Cette première étape de sélection ne permet pas, le plus souvent, d'atteindre un taux de molécules recherchées satisfaisant, c'est-à-dire supérieur à 90%, notamment en raison de la présence d'hétéroduplexe dans la réaction de mutagenèse de l'étape c). Ces hétéroduplexes, composés d'un brin de matrice parental (mutant intermédiaire) et d'un brin de matrice néosynthétisé, ne seront a priori digérables ni par Dpnl ni par l'enzyme E. Lorsque introduit dans une bactérie, cet hétéroduplexe donnera lieu, par réplication, soit aux deux espèces moléculaires, soit à l'espèce moléculaire correspondant au mutant intermédiaire uniquement, le système de réparation de la bactérie ayant tendance à utiliser la matrice méthylée (initiale) comme modèle.
La transformation bactérienne à cette étape d) peut avoir lieu dans n'importe quelle souche de bactéries de laboratoire, en utilisant n'importe quel procédé connu de l'homme du métier. Les bactéries transformées sont ensuite mises à incuber, de préférence sous agitation, dans un milieu liquide contenant l'agent de sélection associé au plasmide utilisé, pour une durée de préférence comprise entre 10 et 20 heures.
La préparation d'ADN plasmidique réalisée à l'étape d) à partir de la culture bactérienne peut être réalisée en utilisant n'importe quel protocole connu de l'homme du métier, et notamment des kits de préparation d'ADN plasmidique commercialement disponibles.
A l'étape e), une quantité d'ADN plasmidique préférentiellement comprise entre 1 et 1000 ng, et encore plus préférentiellement comprise entre 10 et 100 ng d'ADN est soumise à une digestion par l'enzyme E dans des conditions permettant la digestion à complétion.
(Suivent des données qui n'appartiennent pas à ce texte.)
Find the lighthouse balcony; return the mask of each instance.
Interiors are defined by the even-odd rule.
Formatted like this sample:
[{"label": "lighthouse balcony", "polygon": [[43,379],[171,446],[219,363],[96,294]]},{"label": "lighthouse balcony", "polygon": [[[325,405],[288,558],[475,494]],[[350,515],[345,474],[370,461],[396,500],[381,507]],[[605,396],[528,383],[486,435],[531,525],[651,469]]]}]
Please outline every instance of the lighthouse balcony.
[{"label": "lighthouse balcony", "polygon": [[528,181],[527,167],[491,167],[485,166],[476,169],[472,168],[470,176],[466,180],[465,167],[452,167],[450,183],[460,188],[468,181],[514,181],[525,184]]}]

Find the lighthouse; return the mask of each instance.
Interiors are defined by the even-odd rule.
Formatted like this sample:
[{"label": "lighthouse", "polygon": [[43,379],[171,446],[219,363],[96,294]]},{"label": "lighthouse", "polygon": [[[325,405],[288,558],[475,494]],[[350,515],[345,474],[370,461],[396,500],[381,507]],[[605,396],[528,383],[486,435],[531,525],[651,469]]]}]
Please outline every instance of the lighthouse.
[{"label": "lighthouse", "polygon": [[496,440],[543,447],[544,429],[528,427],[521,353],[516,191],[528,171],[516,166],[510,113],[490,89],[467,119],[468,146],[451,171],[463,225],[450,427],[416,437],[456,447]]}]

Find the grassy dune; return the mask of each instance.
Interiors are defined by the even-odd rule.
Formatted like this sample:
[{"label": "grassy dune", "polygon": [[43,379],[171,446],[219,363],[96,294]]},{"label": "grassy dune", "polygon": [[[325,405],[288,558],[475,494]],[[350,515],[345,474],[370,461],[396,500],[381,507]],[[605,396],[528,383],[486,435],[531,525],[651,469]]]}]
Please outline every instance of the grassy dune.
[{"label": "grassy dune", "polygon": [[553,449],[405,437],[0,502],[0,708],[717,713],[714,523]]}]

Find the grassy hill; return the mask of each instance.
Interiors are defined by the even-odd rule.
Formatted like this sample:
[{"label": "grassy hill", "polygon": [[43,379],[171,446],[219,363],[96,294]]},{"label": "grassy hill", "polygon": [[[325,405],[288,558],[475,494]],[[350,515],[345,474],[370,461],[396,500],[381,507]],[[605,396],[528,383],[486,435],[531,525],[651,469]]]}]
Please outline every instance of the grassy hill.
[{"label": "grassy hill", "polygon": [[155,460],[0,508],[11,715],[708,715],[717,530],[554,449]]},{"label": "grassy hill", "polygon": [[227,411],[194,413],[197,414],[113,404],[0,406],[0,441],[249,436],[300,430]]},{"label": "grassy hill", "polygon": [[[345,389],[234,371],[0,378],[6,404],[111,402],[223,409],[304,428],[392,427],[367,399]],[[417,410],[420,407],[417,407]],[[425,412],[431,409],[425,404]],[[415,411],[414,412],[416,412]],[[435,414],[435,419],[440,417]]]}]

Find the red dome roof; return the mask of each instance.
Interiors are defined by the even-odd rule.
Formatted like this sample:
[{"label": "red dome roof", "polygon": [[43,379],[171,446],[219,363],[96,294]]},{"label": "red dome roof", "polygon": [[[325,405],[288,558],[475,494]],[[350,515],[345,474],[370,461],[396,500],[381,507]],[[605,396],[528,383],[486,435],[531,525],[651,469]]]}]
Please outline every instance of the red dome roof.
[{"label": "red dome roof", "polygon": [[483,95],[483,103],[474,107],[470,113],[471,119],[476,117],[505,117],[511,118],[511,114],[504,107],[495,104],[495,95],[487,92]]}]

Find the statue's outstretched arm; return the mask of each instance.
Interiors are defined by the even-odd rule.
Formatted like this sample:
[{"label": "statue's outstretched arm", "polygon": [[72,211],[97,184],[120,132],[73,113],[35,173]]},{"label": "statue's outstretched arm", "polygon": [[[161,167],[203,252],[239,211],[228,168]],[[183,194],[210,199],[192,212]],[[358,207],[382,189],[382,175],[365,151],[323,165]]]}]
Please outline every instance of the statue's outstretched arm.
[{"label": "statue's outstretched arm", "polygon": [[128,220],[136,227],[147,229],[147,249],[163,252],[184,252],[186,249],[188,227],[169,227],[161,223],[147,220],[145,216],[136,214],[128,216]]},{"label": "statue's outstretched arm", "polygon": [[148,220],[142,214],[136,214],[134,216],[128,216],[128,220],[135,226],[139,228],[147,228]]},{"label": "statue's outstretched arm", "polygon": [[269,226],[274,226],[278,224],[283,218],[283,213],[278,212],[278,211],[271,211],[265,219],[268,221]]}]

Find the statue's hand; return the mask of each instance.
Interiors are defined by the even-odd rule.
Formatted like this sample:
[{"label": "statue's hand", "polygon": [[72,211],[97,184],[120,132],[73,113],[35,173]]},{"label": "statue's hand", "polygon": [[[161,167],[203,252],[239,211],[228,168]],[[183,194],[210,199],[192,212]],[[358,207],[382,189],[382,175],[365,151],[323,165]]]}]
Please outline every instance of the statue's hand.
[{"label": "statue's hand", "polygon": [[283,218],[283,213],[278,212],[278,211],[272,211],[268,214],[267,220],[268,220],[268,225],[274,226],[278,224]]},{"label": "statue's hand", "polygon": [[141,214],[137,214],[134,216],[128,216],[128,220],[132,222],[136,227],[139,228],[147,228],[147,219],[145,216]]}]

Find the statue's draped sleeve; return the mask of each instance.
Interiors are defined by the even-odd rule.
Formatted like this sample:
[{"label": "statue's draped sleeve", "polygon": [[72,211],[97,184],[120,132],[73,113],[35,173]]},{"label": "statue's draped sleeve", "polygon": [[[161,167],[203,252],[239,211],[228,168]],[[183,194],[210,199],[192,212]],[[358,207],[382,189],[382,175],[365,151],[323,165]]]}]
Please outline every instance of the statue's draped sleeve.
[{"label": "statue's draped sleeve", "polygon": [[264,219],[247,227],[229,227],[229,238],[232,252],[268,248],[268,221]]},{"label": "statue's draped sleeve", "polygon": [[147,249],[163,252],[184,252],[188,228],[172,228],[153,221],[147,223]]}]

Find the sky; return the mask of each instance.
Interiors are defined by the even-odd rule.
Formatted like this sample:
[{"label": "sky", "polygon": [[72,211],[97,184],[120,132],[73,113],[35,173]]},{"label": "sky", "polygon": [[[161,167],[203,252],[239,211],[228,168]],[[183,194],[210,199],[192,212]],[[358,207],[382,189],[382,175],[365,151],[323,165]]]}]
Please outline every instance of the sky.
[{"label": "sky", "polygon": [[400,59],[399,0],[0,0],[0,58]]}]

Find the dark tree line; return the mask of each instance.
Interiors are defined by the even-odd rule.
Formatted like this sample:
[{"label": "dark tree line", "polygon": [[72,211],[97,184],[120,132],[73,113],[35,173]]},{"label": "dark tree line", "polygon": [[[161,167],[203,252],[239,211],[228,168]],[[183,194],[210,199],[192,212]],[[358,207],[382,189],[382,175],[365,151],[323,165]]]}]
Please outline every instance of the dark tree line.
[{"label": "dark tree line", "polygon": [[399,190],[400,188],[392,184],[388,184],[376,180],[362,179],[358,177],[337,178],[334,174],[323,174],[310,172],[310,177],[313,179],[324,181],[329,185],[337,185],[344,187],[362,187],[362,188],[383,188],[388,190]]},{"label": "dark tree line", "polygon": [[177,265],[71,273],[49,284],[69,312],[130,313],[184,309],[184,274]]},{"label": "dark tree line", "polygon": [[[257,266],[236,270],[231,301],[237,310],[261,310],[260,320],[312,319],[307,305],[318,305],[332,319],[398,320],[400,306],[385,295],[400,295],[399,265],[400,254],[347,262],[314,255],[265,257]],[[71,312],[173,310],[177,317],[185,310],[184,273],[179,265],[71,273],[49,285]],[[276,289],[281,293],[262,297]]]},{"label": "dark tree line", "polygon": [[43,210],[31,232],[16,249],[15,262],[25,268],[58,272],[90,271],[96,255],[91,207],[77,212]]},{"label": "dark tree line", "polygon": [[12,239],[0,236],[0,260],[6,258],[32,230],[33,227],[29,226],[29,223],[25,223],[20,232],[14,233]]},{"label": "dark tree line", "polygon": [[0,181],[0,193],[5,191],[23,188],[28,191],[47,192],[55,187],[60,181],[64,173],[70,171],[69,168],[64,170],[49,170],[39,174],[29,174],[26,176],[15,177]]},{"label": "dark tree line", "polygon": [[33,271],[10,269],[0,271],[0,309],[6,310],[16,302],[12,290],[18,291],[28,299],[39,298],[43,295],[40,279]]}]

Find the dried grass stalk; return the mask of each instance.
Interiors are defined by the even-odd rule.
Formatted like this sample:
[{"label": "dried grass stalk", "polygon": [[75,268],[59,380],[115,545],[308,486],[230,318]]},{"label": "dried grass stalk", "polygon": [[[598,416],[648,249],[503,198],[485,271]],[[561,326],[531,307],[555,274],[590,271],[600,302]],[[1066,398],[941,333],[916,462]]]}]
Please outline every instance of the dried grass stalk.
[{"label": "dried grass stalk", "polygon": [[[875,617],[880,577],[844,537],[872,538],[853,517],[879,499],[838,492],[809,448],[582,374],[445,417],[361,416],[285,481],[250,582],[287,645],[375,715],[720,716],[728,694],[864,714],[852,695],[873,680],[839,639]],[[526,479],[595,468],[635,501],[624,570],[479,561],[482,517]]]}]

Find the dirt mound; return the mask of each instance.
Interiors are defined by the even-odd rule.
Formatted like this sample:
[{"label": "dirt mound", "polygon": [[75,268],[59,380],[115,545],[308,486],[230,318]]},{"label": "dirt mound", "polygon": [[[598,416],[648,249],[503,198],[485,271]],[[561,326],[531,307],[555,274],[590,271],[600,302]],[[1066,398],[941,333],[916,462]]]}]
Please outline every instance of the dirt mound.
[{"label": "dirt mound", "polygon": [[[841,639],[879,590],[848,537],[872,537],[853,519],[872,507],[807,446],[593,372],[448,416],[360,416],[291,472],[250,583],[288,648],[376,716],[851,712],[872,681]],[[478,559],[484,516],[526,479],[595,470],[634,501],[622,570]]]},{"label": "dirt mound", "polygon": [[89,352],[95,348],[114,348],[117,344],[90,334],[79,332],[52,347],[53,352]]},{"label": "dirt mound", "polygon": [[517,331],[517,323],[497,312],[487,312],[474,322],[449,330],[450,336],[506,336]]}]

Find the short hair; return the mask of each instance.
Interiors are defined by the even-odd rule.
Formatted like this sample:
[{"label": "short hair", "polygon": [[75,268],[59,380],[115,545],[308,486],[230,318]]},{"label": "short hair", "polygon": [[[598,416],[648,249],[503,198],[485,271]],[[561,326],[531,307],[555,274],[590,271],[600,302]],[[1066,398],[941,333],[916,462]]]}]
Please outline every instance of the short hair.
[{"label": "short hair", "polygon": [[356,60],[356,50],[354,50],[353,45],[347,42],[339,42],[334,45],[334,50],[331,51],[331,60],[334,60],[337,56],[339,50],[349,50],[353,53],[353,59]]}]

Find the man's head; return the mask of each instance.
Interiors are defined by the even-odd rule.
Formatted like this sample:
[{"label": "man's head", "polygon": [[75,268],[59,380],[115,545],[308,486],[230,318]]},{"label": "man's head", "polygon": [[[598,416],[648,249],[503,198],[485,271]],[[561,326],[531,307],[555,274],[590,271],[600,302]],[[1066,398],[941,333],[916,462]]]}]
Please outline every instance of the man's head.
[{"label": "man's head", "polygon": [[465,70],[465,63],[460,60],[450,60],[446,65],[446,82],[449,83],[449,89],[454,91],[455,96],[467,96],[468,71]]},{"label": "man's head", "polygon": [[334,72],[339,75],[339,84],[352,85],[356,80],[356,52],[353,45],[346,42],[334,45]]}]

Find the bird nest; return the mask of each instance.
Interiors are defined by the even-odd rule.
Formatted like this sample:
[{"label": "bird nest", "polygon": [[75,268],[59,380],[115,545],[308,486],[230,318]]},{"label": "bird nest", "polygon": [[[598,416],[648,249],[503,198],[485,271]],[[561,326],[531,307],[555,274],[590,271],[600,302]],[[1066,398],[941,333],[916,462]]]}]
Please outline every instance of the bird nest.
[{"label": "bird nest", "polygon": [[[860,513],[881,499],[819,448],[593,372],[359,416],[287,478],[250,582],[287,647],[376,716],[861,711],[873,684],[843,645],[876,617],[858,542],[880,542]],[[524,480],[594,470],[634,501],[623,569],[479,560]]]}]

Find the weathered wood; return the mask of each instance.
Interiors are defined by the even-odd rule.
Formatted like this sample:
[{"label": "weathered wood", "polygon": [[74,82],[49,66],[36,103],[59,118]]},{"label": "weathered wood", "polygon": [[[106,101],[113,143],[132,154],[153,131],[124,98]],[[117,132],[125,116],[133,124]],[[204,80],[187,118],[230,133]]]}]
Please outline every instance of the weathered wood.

En particulier, le rapport entre la quantité d'enzyme et la quantité d'ADN peut être augmentée d'un facteur important, éventuellement supérieur à 10, par rapport aux spécifications du fournisseur d'enzyme. Le temps d'incubation peut également être allongé par rapport aux spécifications du fournisseur de l'enzyme.
A l'issue de cette réaction de digestion enzymatique, la quasi-totalité des molécules correspondant au mutant intermédiaire auront été digérée, et seront présentes en solution sous une forme linéaire, non ou très peu susceptible d'être transformée efficacement dans des bactéries. Lors de la transformation et la mise en culture dans un milieu contenant le milieu sélectif, seules les molécules non digérées seront donc efficacement introduites dans les bactéries.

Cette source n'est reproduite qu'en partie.